Microsoft release patches for 141 bugs

Tech giant Microsoft has released patches for 141 bugs in its August 2022 Patch update, including two previously undisclosed (zero-day) flaws.

The total patch count includes 20 flaws in Edge that Microsoft had previously released fixes for, leaving 121 flaws affecting Windows, Office, Azure, .NET Core, Visual Studio and Exchange Server.

Microsoft addressed 17 critical flaws and 102 important flaws this month across. The fixes address 64 elevations of privilege flaws and 32 remote code execution flaws, as well as security feature bypasses and information disclosure flaws.

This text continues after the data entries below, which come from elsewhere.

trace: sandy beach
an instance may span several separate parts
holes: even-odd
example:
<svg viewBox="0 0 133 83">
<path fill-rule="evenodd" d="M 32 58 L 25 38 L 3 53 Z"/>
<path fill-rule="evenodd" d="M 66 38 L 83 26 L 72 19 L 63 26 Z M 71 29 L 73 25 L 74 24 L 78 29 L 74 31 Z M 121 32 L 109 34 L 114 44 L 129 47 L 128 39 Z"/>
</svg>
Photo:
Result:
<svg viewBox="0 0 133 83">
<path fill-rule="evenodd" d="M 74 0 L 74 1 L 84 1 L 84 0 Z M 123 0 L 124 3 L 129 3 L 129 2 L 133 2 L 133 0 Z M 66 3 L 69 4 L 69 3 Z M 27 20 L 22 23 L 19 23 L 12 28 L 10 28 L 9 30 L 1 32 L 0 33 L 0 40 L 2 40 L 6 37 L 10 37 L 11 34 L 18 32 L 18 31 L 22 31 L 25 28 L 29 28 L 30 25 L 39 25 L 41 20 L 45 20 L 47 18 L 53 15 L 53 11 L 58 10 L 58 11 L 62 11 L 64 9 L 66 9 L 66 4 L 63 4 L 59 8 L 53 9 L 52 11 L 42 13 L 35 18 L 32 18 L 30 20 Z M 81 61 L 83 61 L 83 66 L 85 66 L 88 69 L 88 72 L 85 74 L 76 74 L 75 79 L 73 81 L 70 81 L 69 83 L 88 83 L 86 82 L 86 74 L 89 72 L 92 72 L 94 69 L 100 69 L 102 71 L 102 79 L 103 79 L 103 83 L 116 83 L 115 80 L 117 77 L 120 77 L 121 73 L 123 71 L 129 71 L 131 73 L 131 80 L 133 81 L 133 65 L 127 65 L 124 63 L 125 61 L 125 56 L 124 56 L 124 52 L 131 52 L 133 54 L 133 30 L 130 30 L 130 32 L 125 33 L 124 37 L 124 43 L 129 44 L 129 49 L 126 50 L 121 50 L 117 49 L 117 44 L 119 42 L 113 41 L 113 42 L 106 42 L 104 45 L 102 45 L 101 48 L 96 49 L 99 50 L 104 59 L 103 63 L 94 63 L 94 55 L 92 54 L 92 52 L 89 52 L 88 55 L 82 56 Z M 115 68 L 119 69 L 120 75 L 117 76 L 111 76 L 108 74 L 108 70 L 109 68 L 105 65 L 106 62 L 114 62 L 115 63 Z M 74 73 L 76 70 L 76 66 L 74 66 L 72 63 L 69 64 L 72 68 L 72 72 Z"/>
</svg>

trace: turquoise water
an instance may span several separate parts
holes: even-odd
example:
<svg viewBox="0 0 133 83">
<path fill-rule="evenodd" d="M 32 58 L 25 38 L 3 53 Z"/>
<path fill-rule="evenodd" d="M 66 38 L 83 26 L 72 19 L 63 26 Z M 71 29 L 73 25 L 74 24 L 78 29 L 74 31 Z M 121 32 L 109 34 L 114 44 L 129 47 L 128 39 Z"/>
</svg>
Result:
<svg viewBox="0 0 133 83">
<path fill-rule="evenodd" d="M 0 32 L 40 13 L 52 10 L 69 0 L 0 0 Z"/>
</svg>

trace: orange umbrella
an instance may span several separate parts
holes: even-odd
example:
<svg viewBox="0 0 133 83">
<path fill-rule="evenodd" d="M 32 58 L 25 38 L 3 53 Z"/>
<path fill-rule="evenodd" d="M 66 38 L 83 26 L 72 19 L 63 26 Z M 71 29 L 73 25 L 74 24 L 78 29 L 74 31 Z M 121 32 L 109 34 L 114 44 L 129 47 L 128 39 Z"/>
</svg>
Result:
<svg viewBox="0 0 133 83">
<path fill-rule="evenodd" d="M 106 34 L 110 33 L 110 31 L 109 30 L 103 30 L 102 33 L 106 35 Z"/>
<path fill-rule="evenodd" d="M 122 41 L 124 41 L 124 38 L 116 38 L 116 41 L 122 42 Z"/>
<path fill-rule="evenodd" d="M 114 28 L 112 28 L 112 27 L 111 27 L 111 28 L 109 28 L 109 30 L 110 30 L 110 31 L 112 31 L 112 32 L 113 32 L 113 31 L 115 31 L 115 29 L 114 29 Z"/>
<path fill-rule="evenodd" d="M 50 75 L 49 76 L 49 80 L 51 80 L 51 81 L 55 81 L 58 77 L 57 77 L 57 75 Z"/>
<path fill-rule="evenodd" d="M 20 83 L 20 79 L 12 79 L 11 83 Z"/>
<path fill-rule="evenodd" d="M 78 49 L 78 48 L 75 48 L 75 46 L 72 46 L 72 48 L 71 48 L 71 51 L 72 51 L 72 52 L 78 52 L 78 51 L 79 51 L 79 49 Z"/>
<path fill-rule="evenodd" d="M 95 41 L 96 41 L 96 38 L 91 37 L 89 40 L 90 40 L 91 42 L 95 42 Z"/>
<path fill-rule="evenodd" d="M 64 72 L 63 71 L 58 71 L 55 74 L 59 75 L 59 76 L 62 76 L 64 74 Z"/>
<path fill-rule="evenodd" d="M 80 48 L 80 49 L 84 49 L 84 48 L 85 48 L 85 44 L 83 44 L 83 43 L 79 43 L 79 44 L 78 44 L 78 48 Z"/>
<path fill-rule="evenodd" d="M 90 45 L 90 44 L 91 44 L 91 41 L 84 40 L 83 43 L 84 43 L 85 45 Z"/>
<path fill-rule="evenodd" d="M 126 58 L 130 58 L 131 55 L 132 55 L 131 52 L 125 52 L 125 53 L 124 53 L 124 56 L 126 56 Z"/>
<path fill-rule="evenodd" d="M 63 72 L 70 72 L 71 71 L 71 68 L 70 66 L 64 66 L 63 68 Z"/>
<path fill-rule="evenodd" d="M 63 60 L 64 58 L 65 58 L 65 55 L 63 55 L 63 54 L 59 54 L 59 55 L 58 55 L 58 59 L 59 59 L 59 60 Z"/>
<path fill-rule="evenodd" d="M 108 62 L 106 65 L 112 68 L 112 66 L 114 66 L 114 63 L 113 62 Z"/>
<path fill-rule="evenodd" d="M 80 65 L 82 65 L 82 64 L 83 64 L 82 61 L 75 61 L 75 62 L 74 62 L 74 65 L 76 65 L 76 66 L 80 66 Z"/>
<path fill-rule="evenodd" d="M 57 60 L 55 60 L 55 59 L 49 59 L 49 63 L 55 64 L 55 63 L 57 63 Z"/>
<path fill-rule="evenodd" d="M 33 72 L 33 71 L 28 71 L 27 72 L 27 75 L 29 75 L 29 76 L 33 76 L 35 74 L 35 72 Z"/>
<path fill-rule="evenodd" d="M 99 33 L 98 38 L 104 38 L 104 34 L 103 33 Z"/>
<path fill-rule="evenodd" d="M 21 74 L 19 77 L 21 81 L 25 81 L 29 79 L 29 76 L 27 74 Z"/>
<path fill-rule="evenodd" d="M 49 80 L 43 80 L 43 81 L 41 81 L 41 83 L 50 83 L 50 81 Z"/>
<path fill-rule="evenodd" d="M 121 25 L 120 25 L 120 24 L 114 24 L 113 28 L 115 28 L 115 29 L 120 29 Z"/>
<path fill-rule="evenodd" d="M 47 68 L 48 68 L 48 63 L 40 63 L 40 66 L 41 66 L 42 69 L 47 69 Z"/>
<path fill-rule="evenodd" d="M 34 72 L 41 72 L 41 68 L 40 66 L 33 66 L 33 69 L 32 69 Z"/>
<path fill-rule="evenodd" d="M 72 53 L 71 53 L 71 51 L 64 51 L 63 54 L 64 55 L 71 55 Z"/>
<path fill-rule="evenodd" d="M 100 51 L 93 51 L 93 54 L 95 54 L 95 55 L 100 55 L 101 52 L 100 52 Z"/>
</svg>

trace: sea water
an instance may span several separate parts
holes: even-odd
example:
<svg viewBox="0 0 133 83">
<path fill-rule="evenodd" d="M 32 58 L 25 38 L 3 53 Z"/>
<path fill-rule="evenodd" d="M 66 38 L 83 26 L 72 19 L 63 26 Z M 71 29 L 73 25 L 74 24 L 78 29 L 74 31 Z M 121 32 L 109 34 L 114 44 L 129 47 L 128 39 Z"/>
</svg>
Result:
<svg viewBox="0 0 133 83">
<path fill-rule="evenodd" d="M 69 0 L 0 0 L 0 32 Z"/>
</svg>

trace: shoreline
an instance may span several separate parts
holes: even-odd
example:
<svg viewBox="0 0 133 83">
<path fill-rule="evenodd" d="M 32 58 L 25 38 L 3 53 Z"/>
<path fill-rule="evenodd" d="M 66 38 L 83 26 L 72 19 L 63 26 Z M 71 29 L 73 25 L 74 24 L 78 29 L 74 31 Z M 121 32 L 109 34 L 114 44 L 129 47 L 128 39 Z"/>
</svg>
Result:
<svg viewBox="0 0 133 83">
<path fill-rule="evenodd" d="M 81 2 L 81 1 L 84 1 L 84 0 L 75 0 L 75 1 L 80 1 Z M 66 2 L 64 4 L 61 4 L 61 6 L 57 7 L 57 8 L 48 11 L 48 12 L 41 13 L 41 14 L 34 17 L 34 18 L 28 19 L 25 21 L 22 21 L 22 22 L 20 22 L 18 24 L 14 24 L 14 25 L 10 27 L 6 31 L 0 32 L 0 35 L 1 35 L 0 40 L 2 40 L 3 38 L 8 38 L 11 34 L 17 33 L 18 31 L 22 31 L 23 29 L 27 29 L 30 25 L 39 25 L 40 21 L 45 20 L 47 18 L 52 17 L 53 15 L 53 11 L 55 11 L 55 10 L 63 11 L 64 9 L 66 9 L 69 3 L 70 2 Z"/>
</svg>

34 of this month’s fixes address bugs in Azure Site Recovery, Microsoft’s disaster recovery toolset for the cloud. The actively exploited bug is a remote code execution flaw affecting the Microsoft Windows Support Diagnostic Tool (MSDT). According to Microsoft, it is related to a bug that some security researchers refer to as “Dogwalk”.

Researchers reported the Dogwalk bug to Microsoft in early 2020 but Microsoft did not address it until May this year, when attackers began exploiting MSDT via malicious Word documents. The company that month issued the identifier with mitigation steps, followed by a patch in mid-June and further defense-in-depth measures in July.